Writer-adapter Piero Selva was a nom de plume of Mino Milani
http://it.wikipedia.org/wiki/Mino_Milani

Smurfswacker said...

Thank you for that information, Fortunato; I'll add it to the main article (with a credit of course).

Peter Bangs said...

This is the kind of comic I want to read, something that treads that mid ground between self indulgent superhero tosh and art comics. There's too little stuff like this being produced now, in english anyway, which is daft because it has the potential to reach that mythic creature, the casual reader.

Where did the translation appear? I assume Corriere dei Piccoli was all in Italian.

Smurfswacker said...

Peter, glad you liked it.

The translation is mine; I did it hoping to get the story known more widely. You saw it here first!

matt dicke said...

awesome. i think this is the first Battaglia scanlation i have seen. Hope this sparks some more. His Dectivive Coke work is fantasitic.
Thanks for posting this.
Matt

matt dicke said...

thought this might interest some. your post inspired me a bit to see if there was more info about Battaglia's technique. I always wondered if those grey textures were done with sponges and they are
thanks to google books:
http://books.google.com/books?id=4Ofd-XudNAcC&pg=PA259&lpg=PA259&dq=dino+battaglia+technique&source=bl&ots=aSi7bYEcbQ&sig=O2vZ4-6wlMA-do82pvrUasb9ipg&hl=en&ei=S5spTqWlJtGgtwfXvajXAg&sa=X&oi=book_result&ct=result&resnum=4&ved=0CCgQ6AEwAw#v=onepage&q=dino%20battaglia&f=false

Smurfswacker said...

Thanks for the article links, Matt. The info on the S.I. artists was of great interest.

As near as I've been able to tell Battaglia worked on scratchboard or some other clay-surface board.
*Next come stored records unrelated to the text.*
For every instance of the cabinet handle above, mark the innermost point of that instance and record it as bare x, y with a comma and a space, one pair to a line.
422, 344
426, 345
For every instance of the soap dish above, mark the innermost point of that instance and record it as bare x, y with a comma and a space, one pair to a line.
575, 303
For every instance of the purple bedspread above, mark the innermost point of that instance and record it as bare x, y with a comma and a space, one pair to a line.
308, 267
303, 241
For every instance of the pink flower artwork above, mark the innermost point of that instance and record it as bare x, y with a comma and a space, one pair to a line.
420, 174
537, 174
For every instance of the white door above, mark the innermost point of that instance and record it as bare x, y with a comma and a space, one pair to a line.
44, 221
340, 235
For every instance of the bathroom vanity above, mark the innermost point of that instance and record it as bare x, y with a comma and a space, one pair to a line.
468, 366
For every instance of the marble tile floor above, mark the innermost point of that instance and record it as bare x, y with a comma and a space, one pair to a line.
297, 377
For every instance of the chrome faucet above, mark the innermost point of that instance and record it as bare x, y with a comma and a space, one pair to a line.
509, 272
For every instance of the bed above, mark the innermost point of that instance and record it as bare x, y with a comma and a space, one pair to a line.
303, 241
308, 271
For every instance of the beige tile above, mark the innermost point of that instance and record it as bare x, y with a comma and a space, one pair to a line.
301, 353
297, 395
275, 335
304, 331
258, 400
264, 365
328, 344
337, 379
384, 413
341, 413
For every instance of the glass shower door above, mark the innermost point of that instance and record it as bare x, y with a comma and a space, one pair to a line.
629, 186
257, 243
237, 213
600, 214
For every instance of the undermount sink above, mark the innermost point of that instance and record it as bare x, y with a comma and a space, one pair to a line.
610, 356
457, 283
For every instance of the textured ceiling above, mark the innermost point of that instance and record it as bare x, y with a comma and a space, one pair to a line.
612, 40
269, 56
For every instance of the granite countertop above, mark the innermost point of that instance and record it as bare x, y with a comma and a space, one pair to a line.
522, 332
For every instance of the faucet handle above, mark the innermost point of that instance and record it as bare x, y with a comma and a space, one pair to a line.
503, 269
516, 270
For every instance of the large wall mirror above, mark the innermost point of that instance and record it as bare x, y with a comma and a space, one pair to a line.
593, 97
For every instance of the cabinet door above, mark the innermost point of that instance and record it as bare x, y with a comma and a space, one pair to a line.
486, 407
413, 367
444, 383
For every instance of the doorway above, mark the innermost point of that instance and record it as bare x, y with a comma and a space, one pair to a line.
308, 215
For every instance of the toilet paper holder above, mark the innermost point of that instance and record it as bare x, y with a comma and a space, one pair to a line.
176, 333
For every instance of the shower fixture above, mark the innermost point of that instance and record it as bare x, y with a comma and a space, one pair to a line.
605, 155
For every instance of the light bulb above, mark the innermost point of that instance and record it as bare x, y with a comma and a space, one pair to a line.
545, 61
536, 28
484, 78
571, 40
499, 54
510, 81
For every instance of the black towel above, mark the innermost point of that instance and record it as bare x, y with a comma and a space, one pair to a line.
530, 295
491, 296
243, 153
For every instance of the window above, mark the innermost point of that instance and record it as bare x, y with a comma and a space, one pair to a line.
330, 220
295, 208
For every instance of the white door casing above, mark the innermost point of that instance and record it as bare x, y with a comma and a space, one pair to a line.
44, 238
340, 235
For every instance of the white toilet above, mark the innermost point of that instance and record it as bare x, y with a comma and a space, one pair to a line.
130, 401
He showed greater control over his strokes than he would have if he'd scratched into inked bristol board with a blade.

Once I got an interesting pseudo-Battaglia look by drawing with a white crayon, then inking over it. After the ink dried it rubbed off the crayon lines, leaving some interesting grayish strokes. However wax crayons are lumpy and hard to control. Liquid maskoid is more precise but the masked areas always have sharp edges. Crayons give soft edges and nice accidental tonal variations.